The expression syntax for sed is s/expression_to_search/replacement/g.
$ cat potato-varieties.json | grep jpg | sed 's/[",]/g'
The regular expression we used matches both the double quotes character (") as well as the comma, removing them.
Now we can wrap the command to use its output in a for loop.
This will feed each URL to whatever command we want, in this case wget (which downloads a file from a URL)
$ for img in `cat potato-varieties.json | grep jpg | sed 's/[",]/g'`; do wget $img; done
This command is already pretty complex! It uses a bash for loop, as well as wrapping commands using backticks so that we can just get their output
grep = personal Google
CSVkit: the poor man's pivot table
csvgrep: Get the rows with 'Excellent' in the column "taste" and save them in a new file
$ cat filename.csv | csvgrep -c taste -m Excellent > excellent_varieties.csv
Note the use of ">" to send the command output to a file! This is extremely handy for filtering and narrowing large datasets into smaller subsets for analysis or visualization
Try typing "csvgrep --help" to see how the command can be used.
csvcut, csvsort, csvlook: Get a CSV with x columns from the full dataset; sort it by column x; show it nicely in the commandline
$ cat filename.csv | csvcut -c column-name,othercolumn-name | csvsort -c column-name | csvlook | less
The less command allows you to scroll through the output.
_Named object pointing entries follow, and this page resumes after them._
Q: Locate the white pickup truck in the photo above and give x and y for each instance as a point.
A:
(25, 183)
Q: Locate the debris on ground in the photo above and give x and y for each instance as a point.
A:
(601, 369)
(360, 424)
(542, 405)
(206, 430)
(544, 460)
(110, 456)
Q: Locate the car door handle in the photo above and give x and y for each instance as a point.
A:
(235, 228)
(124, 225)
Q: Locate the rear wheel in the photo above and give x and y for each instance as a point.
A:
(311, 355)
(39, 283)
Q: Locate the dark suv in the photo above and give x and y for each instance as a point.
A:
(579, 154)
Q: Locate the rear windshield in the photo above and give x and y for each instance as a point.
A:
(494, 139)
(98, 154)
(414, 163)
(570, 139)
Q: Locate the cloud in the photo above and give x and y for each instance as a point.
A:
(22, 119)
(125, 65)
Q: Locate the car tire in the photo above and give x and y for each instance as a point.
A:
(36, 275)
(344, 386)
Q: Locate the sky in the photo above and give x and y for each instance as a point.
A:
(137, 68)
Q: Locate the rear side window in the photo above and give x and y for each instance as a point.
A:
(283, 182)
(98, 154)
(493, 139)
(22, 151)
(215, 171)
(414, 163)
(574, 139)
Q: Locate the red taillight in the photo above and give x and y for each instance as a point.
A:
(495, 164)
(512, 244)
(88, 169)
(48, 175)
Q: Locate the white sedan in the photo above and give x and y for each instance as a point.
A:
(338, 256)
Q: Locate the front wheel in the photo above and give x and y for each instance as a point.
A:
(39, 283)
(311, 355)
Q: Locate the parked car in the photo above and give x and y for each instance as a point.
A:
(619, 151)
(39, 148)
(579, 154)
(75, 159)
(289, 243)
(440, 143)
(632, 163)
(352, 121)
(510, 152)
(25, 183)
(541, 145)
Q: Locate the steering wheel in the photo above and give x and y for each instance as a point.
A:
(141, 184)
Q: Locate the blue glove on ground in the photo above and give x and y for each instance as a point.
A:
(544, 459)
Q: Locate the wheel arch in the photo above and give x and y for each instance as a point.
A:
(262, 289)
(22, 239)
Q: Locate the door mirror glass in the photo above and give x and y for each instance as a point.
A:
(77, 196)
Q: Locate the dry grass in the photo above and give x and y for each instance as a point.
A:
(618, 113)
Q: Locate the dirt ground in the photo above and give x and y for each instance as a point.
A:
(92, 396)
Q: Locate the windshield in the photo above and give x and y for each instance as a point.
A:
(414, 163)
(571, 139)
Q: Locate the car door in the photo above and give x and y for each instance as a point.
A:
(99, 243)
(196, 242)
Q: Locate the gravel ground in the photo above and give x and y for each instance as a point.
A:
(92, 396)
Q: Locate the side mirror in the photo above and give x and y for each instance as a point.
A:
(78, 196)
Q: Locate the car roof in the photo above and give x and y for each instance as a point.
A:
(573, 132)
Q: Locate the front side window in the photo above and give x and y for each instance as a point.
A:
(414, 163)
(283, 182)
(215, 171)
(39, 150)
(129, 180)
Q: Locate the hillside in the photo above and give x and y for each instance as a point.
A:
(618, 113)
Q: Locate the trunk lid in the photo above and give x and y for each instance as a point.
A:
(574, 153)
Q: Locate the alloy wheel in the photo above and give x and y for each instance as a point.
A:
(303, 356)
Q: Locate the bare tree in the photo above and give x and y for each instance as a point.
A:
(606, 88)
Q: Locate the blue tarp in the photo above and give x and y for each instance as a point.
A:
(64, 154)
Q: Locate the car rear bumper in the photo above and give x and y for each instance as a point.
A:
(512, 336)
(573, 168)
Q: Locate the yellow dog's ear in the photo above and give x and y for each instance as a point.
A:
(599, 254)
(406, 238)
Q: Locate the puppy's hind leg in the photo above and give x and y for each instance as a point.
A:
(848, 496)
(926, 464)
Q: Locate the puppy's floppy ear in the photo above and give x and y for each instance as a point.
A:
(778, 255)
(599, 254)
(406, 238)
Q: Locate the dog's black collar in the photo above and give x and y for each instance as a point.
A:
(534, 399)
Now go look at the wonderful csvkit documentation! http://csvkit.readthedocs.org/
Other notes
Pythonpy is a great tool for people like me who like Python more than bash.
https://github.com/Russell91/pythonpy has a fantastic introduction that might very well convince you to give it a try.
Pythonpy allows you to use Python one-liners to filter and process shell output. Here's a simple example where all the a's in the output are replaced by u's:
$ cat filename.csv | csvcut -c column-name,othercolumn-name | csvsort -c column-name | py -x 'x.replace("a", "u")
Note how we call a python command on variable x (which is run on each line of output).
You'll notice how we could have done the same thing with sed (explained above). However, it can often be simpler to resort to Python commands instead of looking up less friendly commands like awk or tr.